Samenvatting EUDR vanuit het perspectief van de BVOR

Het BVOR-Verenigingsbureau heeft de beschikbare informatie over de EU-Ontbossingsverordening (EUDR) hieronder voor u samengevat. Deze samenvatting betreft een eigen perspectief, waaraan geen rechten of garanties kunnen worden ontleend.

De EUDR heeft twee hoofddoelen:
1. het stimuleren van legale handel in ‘ontbossingsvrije’ grondstoffen en producten binnen de EU;
2. het beperken van handel in producten en grondstoffen die verband houden met ontbossing of bosdegradatie.

Onder de EUDR vallen meerdere ‘relevante grondstoffen en producten’, te weten runderen, palmolie, soja, cacao, koffie, rubber en hout. Aanbod en handel van deze relevante grondstoffen en producten is verboden, tenzij zij:
a. ontbossingsvrij zijn,
b. zijn geproduceerd conform wetgeving van het land van productie,
c. vergezeld gaan van een zorgvuldigheidsverklaring.
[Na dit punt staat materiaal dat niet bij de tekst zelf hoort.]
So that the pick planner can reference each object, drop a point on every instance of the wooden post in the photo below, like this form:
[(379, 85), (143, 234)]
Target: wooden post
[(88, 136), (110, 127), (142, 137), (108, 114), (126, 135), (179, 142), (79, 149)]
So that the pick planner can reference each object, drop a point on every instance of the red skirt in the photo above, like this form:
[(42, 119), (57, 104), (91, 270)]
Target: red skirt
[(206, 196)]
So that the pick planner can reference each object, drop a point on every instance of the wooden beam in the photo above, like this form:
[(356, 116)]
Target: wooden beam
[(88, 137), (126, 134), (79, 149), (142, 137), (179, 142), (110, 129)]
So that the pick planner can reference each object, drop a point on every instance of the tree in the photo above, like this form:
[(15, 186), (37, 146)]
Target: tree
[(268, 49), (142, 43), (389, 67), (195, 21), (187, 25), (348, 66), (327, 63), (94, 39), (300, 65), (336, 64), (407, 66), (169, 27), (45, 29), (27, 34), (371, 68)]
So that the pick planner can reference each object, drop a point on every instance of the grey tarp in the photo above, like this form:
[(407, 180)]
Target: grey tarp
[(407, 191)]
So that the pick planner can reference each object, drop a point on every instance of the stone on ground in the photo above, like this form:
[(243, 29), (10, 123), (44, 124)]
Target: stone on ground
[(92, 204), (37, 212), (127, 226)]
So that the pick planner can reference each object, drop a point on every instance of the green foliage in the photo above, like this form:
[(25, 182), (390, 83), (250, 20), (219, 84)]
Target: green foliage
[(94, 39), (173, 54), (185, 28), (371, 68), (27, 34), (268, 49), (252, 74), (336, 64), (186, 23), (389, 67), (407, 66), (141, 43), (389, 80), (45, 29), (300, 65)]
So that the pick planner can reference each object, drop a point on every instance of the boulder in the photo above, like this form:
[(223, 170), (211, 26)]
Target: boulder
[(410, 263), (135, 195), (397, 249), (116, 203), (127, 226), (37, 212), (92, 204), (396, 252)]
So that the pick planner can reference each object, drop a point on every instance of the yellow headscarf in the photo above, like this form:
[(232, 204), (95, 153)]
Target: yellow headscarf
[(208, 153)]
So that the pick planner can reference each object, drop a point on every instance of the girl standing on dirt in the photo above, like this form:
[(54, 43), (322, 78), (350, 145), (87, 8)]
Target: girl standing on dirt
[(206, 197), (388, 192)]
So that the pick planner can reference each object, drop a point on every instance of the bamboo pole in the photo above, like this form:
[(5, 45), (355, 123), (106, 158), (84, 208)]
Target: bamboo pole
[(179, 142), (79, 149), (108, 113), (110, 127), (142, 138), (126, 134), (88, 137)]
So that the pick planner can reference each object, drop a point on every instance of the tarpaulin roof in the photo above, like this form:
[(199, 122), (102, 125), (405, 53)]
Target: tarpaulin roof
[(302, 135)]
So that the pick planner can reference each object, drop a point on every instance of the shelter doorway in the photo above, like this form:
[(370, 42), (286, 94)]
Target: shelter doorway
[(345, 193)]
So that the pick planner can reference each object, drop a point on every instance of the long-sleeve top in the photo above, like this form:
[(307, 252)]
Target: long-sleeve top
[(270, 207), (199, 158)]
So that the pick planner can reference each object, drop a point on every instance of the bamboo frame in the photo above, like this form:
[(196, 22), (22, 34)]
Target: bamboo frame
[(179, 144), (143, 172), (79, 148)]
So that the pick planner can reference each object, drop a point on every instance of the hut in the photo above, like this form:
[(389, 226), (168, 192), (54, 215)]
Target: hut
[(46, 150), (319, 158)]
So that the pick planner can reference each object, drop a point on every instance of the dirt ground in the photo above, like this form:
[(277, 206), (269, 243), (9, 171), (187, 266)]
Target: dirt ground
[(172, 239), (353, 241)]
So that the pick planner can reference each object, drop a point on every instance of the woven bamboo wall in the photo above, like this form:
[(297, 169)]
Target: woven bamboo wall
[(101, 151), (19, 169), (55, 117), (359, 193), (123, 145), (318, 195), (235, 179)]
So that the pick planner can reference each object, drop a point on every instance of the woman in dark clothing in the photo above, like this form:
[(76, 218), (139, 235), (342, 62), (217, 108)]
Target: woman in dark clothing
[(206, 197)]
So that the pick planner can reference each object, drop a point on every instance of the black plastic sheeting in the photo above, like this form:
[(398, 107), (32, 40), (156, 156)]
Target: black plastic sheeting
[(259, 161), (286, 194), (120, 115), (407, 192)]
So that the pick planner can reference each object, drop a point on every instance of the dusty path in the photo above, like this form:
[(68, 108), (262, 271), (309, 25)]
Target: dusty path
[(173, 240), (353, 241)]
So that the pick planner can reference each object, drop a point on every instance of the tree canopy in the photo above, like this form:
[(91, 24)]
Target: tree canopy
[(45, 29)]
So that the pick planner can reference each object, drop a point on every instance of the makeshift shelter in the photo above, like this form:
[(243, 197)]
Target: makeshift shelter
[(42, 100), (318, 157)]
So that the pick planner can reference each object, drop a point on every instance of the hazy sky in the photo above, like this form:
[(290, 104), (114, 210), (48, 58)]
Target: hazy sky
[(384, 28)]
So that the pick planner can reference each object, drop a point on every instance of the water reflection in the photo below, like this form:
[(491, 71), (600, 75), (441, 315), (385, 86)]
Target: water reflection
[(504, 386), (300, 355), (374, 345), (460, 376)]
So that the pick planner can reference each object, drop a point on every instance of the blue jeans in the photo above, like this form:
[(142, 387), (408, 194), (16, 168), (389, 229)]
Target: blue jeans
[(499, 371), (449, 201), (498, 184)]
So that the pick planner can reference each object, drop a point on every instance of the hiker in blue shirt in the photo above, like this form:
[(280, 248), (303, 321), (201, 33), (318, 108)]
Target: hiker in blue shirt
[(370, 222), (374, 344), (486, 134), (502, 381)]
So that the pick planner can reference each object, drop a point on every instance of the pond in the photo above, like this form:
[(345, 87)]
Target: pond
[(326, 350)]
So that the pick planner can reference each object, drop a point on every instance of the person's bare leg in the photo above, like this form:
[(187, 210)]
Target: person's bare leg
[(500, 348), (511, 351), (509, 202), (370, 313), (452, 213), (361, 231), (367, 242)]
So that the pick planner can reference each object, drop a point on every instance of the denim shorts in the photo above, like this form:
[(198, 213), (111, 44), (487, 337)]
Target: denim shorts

Deze ‘verboden, tenzij’-formule betekent dat de bewijslast bij de markt (deelnemers en handelaren) ligt. Marktdeelnemers moeten zelf een stelsel van due diligence opzetten, handelaren mogen due diligence-verklaringen van leveranciers gebruiken.

De verordening geldt voor zowel grondstoffen en producten die binnen de EU zijn geproduceerd en worden geëxporteerd, als voor grondstoffen en producten die van buiten de EU komen en worden geïmporteerd.

De EUDR heeft een rechtstreekse werking in Nederland. De handhaving ligt bij de NVWA en de douane, inclusief de mogelijkheid om boetes en handelsbeperkingen op te leggen. Het ministerie van LVVN is beleidsverantwoordelijk.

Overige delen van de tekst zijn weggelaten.